Israeli cyber-espionage company NSO Group has developed a tool that allows them to hack into iPhones, Mac computers and Apple Watches using an unprecedented technique that the company has been using since February.
Researchers from Citizen Lab, a cybersecurity watchdog at the University of Toronto, uncovered the hacking. They had discovered that a Saudi activist’s iPhone had been infected with NSO Group’s Pegasus spyware since February.
Pegasus uses a new method to infect an Apple device for up to six months without the victim’s knowledge. Pegasus is considered the holy grail of surveillance, as it allows governments, mercenaries and criminals to break into smartphones, computers and smartwatches stealthily.
In the past, victims only found out that their devices were infected with spyware after receiving a suspicious link on their phone or email. But with NSO Group’s ‘zero-click’ tool, the victim does not receive such a warning. Instead, the tool gives full access to someone’s digital life. This time, NSO Group is exploiting a security flaw in the Apple messaging app iMessage.
Pegasus can enable a user’s camera and microphone, record messages, texts, emails and calls. Even messages sent through encrypted messaging and phone apps like Signal would not be safe from this tool.
“This spyware can do everything an iPhone user can do on their device and more,” said John Scott-Railton, a researcher at Citizen Lab who worked on the study with his colleague Bill Marczak.
Apple has already launched the urgent update today that should close the leak in the iMessage software. So you should update all your Apple devices as soon as possible. For the iPhone, for example, go to ‘General’ in your settings and then you can choose ‘Software update’ at the top.

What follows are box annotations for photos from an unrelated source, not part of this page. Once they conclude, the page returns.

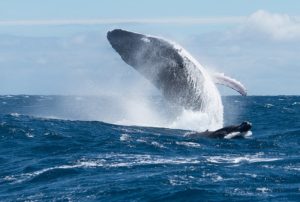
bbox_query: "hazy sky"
[0,0,300,95]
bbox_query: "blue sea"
[0,95,300,201]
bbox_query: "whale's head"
[107,29,153,67]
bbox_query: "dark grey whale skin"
[187,121,252,138]
[107,29,202,110]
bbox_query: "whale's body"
[107,29,246,127]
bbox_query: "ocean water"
[0,95,300,201]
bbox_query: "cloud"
[239,10,300,41]
[184,10,300,95]
[0,16,245,26]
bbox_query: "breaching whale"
[107,29,246,124]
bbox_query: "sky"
[0,0,300,95]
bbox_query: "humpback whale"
[107,29,246,124]
[187,121,252,138]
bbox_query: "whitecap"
[256,187,271,194]
[176,142,201,148]
[264,104,274,108]
[120,134,130,142]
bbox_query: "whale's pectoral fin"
[212,73,247,96]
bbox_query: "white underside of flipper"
[212,73,247,96]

An Apple spokesperson also confirms Citizen Lab’s findings, saying the company plans to add spyware barriers to the next iOS 15 software update, which is expected later this year.
No, just this summer, after a joint investigation, The Washington Post and Le Monde found out that Pegasus was being used to hack into the phones of journalists, activists and businessmen around the world.
NSO Group claims it only sells its spyware to governments that adhere to strict human rights standards. The software was originally intended to monitor terrorists and criminals. Still, Pegasus spyware has appeared on the phones of activists, dissidents, lawyers, doctors, nutritionists, and even children in countries like Saudi Arabia, the United Arab Emirates, and Mexico over the past six years.